1.Use the Right Format Did you know that there is actually more than just one kind of resume format? Most people don’t realize it, but you have a few options on how you want to outline this information when applying for a position that you are interested in. Here are the three most popular types of resume formats:
•Chronological Resume The chronological resume format is the standard resume format that you have likely seen a number of times-in which the employment history is the main focus of the resume, and positions over the last 5-10 years are listed in chronology with details about each listed. This is a fine format to use, but it may not be the best choice for you-depending on your employment history. You need to have a solid and focused work history to properly gain advantage with this format, so that if you have had a lot of short lived jobs, jobs that are unrelated to each other, or gaps in your employment history-this is not the format for you.
•Functional Resume The functional resume format is a popular format that focuses more on the skills and achievements that an applicant has to offer, and less on their employment history. This is a good choice for someone who either has a weak employment history, or an inconsistent one; and wants to take focus off of this and put it on the valuable skills and achievements they have to offer, instead.
•Combination Resume The combination resume format is a combination of these two-focusing on both the skill sets and achievements that an applicant has, as well as their employment history over the past 5-10 years.
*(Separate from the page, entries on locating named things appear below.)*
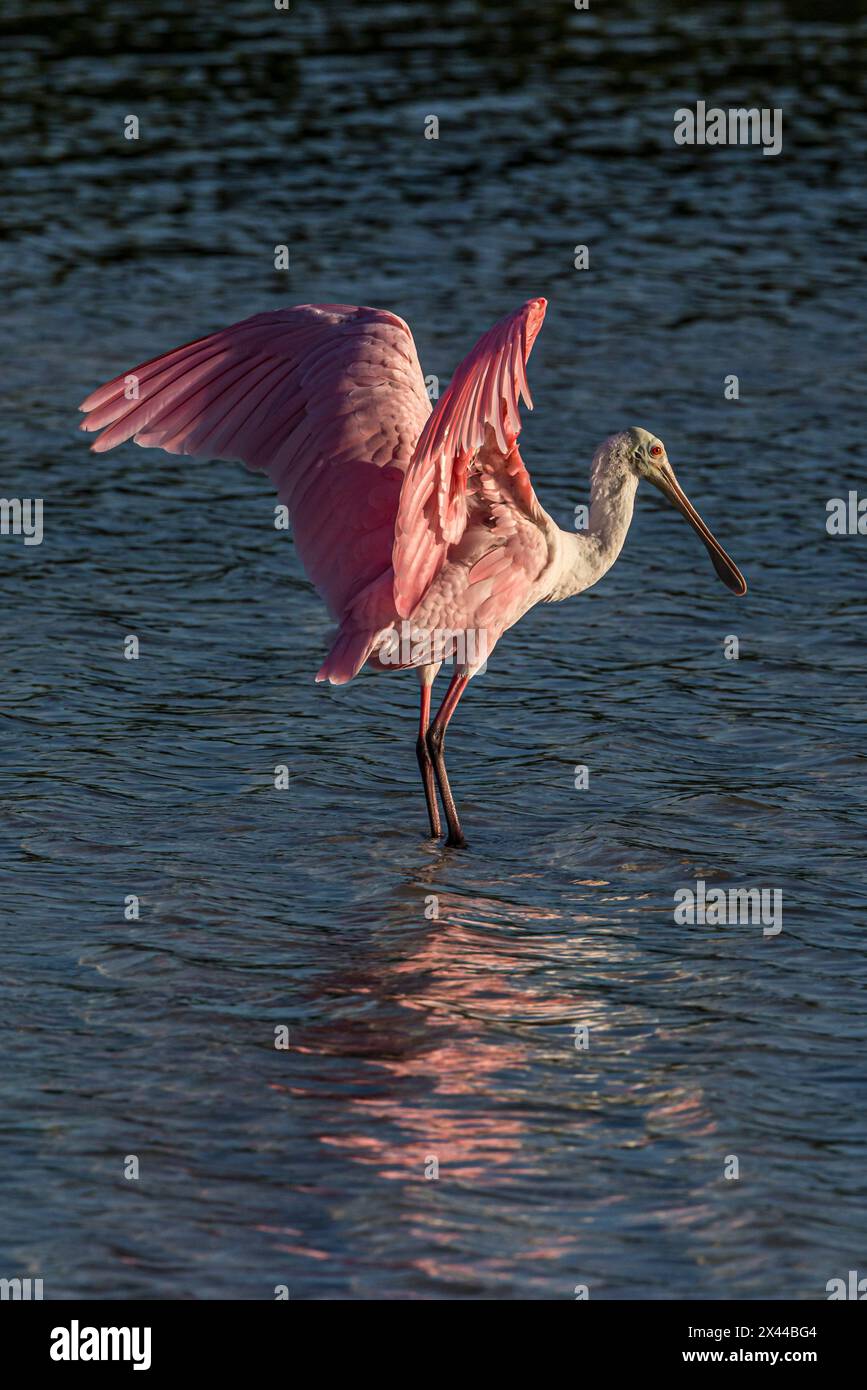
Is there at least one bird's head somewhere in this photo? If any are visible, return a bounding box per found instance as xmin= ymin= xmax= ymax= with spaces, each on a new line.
xmin=621 ymin=425 xmax=746 ymax=595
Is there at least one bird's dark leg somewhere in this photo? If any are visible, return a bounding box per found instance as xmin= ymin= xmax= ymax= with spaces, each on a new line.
xmin=427 ymin=671 xmax=470 ymax=845
xmin=415 ymin=667 xmax=442 ymax=838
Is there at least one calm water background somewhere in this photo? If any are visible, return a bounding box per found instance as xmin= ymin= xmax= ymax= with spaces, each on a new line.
xmin=0 ymin=0 xmax=867 ymax=1298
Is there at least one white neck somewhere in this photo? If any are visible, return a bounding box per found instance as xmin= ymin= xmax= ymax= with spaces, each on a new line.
xmin=549 ymin=436 xmax=638 ymax=602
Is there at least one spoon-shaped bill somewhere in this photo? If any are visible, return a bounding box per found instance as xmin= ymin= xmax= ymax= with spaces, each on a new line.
xmin=650 ymin=464 xmax=746 ymax=595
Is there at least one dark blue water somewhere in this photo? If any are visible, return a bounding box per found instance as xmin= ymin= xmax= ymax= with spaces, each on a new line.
xmin=0 ymin=0 xmax=867 ymax=1298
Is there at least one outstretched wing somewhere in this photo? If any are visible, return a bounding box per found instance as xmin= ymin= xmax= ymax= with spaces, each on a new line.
xmin=81 ymin=304 xmax=431 ymax=617
xmin=392 ymin=299 xmax=547 ymax=617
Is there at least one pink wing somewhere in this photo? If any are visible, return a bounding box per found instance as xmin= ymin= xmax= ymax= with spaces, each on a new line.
xmin=392 ymin=299 xmax=547 ymax=617
xmin=81 ymin=304 xmax=431 ymax=621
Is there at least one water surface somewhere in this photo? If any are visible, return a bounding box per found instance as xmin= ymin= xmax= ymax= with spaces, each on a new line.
xmin=0 ymin=0 xmax=867 ymax=1298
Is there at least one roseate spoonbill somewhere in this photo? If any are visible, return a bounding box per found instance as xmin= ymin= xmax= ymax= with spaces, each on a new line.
xmin=81 ymin=299 xmax=746 ymax=845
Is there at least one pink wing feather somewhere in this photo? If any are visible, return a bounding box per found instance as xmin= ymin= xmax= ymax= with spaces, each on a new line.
xmin=392 ymin=299 xmax=547 ymax=617
xmin=81 ymin=304 xmax=431 ymax=631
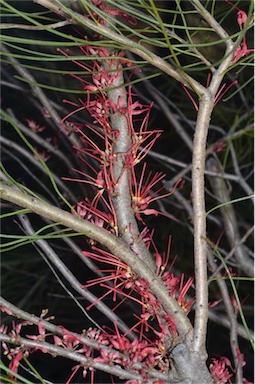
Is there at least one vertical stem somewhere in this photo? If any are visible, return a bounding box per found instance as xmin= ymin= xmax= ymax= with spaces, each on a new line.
xmin=192 ymin=91 xmax=213 ymax=355
xmin=103 ymin=59 xmax=155 ymax=270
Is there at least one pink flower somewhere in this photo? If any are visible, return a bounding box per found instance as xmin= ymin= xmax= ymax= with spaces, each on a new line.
xmin=210 ymin=356 xmax=233 ymax=384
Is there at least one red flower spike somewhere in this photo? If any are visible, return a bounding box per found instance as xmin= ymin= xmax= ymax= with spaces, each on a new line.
xmin=210 ymin=356 xmax=233 ymax=384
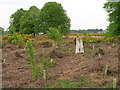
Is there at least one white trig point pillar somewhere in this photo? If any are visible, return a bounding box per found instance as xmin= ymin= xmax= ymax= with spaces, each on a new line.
xmin=75 ymin=38 xmax=84 ymax=53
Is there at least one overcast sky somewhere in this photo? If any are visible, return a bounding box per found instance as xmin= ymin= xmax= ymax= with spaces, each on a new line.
xmin=0 ymin=0 xmax=109 ymax=30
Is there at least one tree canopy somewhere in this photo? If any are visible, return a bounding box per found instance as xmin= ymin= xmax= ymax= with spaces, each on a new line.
xmin=104 ymin=1 xmax=120 ymax=37
xmin=20 ymin=6 xmax=40 ymax=34
xmin=39 ymin=2 xmax=70 ymax=34
xmin=9 ymin=8 xmax=26 ymax=33
xmin=9 ymin=2 xmax=70 ymax=34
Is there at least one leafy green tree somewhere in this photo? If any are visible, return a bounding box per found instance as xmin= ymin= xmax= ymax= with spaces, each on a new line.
xmin=46 ymin=28 xmax=63 ymax=42
xmin=20 ymin=6 xmax=40 ymax=34
xmin=39 ymin=2 xmax=70 ymax=34
xmin=9 ymin=8 xmax=26 ymax=33
xmin=0 ymin=27 xmax=4 ymax=35
xmin=104 ymin=1 xmax=120 ymax=37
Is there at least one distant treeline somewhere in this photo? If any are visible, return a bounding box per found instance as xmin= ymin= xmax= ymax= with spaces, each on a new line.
xmin=70 ymin=29 xmax=104 ymax=33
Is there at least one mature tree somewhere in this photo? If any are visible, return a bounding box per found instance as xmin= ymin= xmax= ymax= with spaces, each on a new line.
xmin=20 ymin=6 xmax=40 ymax=34
xmin=104 ymin=1 xmax=120 ymax=37
xmin=9 ymin=8 xmax=25 ymax=33
xmin=0 ymin=27 xmax=4 ymax=35
xmin=39 ymin=2 xmax=70 ymax=34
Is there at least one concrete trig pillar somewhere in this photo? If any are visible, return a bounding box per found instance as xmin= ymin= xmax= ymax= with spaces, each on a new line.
xmin=75 ymin=38 xmax=84 ymax=53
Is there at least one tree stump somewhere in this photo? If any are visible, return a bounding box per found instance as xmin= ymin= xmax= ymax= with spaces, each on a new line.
xmin=75 ymin=38 xmax=84 ymax=53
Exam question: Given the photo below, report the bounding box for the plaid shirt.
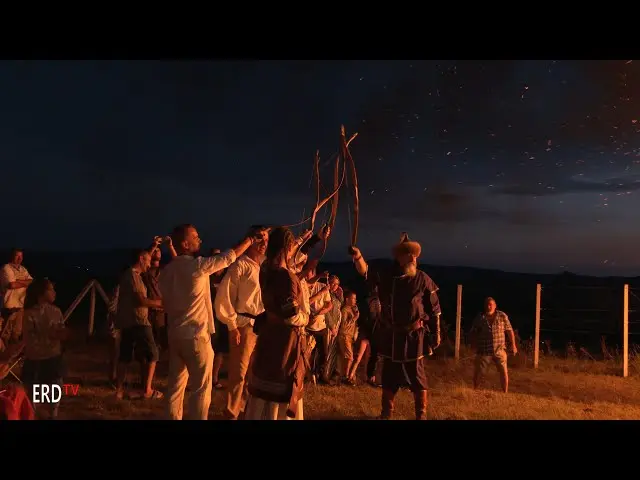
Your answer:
[471,310,513,356]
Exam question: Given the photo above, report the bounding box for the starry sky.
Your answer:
[0,59,640,275]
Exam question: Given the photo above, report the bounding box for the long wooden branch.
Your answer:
[340,125,360,253]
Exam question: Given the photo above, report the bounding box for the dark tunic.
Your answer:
[367,264,440,362]
[249,266,310,418]
[142,268,166,328]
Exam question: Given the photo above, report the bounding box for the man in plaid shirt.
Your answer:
[471,297,518,393]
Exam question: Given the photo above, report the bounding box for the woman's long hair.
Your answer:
[24,278,53,310]
[266,227,295,265]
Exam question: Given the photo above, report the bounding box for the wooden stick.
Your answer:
[62,280,95,322]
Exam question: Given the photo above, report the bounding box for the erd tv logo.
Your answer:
[33,383,80,403]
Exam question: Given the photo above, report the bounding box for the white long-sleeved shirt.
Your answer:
[0,263,32,308]
[214,255,264,330]
[284,279,311,327]
[307,282,331,332]
[158,250,236,339]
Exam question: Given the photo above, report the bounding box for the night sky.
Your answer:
[0,59,640,274]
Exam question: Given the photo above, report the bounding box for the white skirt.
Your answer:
[244,395,304,420]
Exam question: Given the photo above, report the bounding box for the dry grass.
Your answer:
[11,345,640,420]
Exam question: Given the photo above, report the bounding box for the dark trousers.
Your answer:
[308,328,328,376]
[382,358,428,394]
[365,342,379,380]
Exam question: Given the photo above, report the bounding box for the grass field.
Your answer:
[18,344,640,420]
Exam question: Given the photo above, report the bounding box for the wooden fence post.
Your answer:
[622,284,629,377]
[455,285,462,361]
[89,282,96,336]
[533,283,542,368]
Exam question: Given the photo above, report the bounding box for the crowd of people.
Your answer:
[0,224,515,420]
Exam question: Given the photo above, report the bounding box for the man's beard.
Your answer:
[402,263,418,277]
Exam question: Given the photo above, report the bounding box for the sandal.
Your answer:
[142,390,164,400]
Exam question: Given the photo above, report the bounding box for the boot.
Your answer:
[378,390,396,420]
[413,390,427,420]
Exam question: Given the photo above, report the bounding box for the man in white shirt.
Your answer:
[0,248,33,341]
[215,226,269,420]
[158,224,268,420]
[303,260,333,383]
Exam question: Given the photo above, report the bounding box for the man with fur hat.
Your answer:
[350,233,440,420]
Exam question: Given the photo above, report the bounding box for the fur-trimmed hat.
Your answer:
[393,232,422,257]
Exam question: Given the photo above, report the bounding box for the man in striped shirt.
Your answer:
[471,297,518,393]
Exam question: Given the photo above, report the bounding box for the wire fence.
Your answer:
[441,282,640,377]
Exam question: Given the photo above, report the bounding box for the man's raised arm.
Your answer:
[200,229,268,275]
[2,265,33,290]
[351,247,369,277]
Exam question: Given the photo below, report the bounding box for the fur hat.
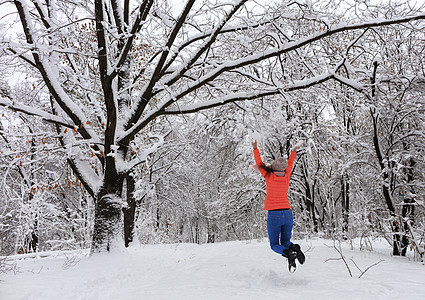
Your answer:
[271,157,288,172]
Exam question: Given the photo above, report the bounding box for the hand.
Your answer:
[293,141,304,151]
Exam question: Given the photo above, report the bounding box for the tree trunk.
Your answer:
[91,156,124,253]
[341,174,350,233]
[123,175,136,247]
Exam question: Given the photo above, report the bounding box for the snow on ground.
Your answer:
[0,239,425,300]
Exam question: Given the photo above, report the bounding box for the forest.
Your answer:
[0,0,425,260]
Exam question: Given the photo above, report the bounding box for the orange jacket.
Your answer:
[254,148,297,210]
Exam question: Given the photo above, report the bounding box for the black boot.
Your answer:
[282,249,297,273]
[289,244,305,264]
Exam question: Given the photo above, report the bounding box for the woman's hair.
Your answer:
[258,163,273,174]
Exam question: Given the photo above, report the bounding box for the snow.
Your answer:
[0,239,425,300]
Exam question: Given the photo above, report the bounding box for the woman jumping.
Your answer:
[252,141,305,272]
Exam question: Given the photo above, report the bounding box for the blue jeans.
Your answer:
[267,209,294,255]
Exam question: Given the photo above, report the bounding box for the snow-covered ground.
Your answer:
[0,239,425,300]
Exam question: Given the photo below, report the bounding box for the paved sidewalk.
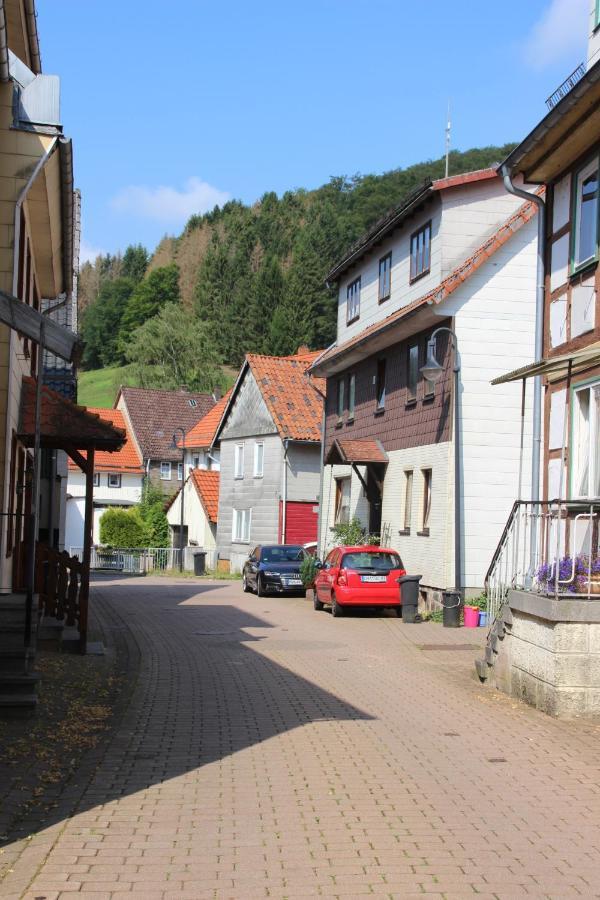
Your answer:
[0,578,600,900]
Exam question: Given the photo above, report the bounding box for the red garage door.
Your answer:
[279,500,319,544]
This is a good choice for someone who has a strong employment history, as well as important skills sets and achievements that they want to highlight.
2.Be Accurate and Truthful Though you may think that no one will know if you exaggerate an experience or include a skill that you do not have; they likely will. This is why you need to make sure that you-while painting yourself in the best possible light-are truthful, as employers do check this information out-whether by testing you in the interview or on the job or by calling around to verify the information with previous employers and institutions. Moreover, make sure that if you are not sure of certain details that you make sure you are sure of them prior to putting them on paper; because even the most innocent of misjudgment on your resume can look like an out and out lie. The last thing you want is to be discounted for a position and future positions because they thing you lied. Moreover, employers talk-so it could be spread to other companies that pass you by based on this action.
3.Include a Cover Letter Though not everyone knows this, a cover letter can be just as important-if not more important-to an employer than the resume. This is why you have to make sure you include one, and create one that is appropriate. It should introduce you, your qualifications, and your candidacy for the position in 3-5 paragraphs; and basically, act as a summary for your resume. No matter if you are mailing, emailing, or faxing your resume; always make sure to include a cover letter; as sometimes this is all an employer uses to determine if your resume is worth a read through.
4.Proofread Before sending out any piece of application material to an employer-especially a resume-make sure that the document is error-free. This means it should be grammatically correct and as correct in reading aloud as it is in reading to yourself. Use any available computer tools to this end, and then always ask a friend to read through it as well to make sure it is perfect.